# A - 3 - Dataset Preparation

**Process aim:** cleaning the dataset and reduce it to data used for machine learning.

**Input:** a CSV containing metadata and full text

**Subprocesses:**
* import and explore the dataset
* normalize fields containing multiple values
* drop unwanted columns and rows
* add columns
* drop rows
**Output:** a CSV file

In [None]:
import numpy as np
import pandas as pd
import re

## Import and explore the dataset

We create a dataframe from the CSV. Dataframes These table-like structures that are easy to manipulation and analyze. 
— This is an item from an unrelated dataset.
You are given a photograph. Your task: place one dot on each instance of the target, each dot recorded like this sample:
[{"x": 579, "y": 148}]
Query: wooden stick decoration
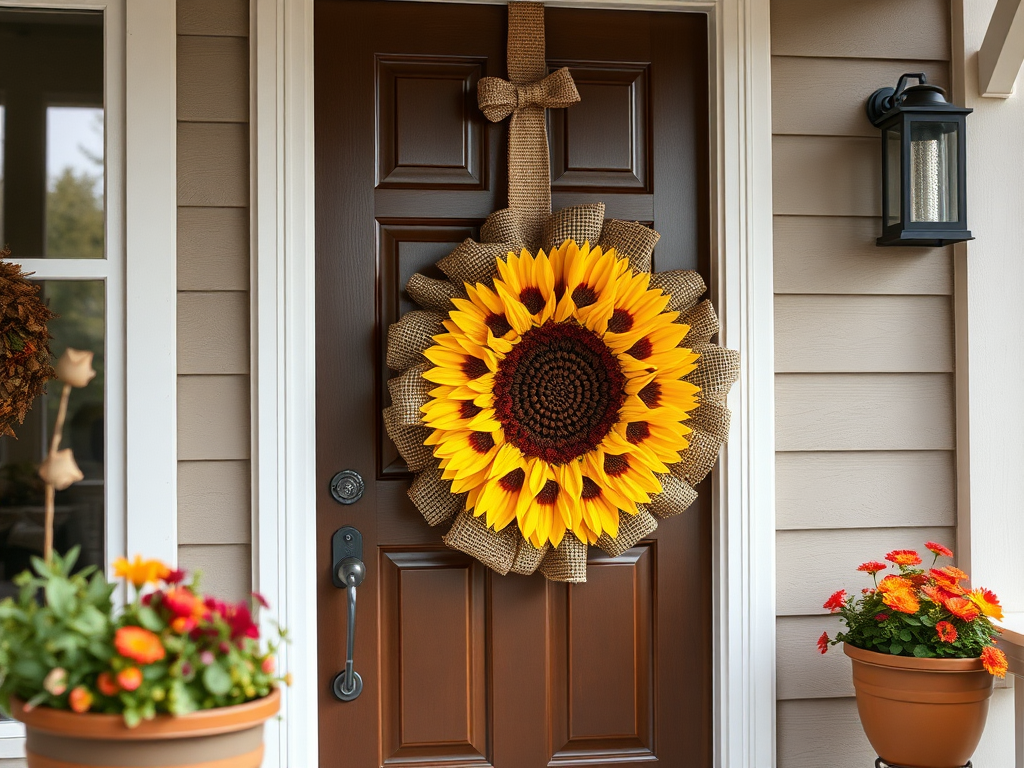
[{"x": 59, "y": 470}]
* Get information about the dataset such as number of entries (rows), columns names, number of non-null value by columns, etc.
    * dataset.info()
* Get the name of columns:
    * dataset.columns
* Get the x first rows of the table, including the headers: 
    * dataset.head(x)
* Get some analytics regarding the dataset or specific columns:
    * dataset.describe()

In [None]:
# Create the dataframe
# We don't need the column with the url anymore
columns = ['record_id','body', 'date', 'session', 'subjects_geo','subjects_primary', 'subjects_topics', 'symbol', 'title', 
           'type','text']
dataset = pd.read_csv('data/A_input_data/metadata/output/doc_2000_2017_txt.csv',index_col='record_id',usecols=columns, dtype='str')

In [None]:
dataset.columns

In [None]:
# Filter out records with missing data
dataset = dataset[dataset.symbol.notnull()]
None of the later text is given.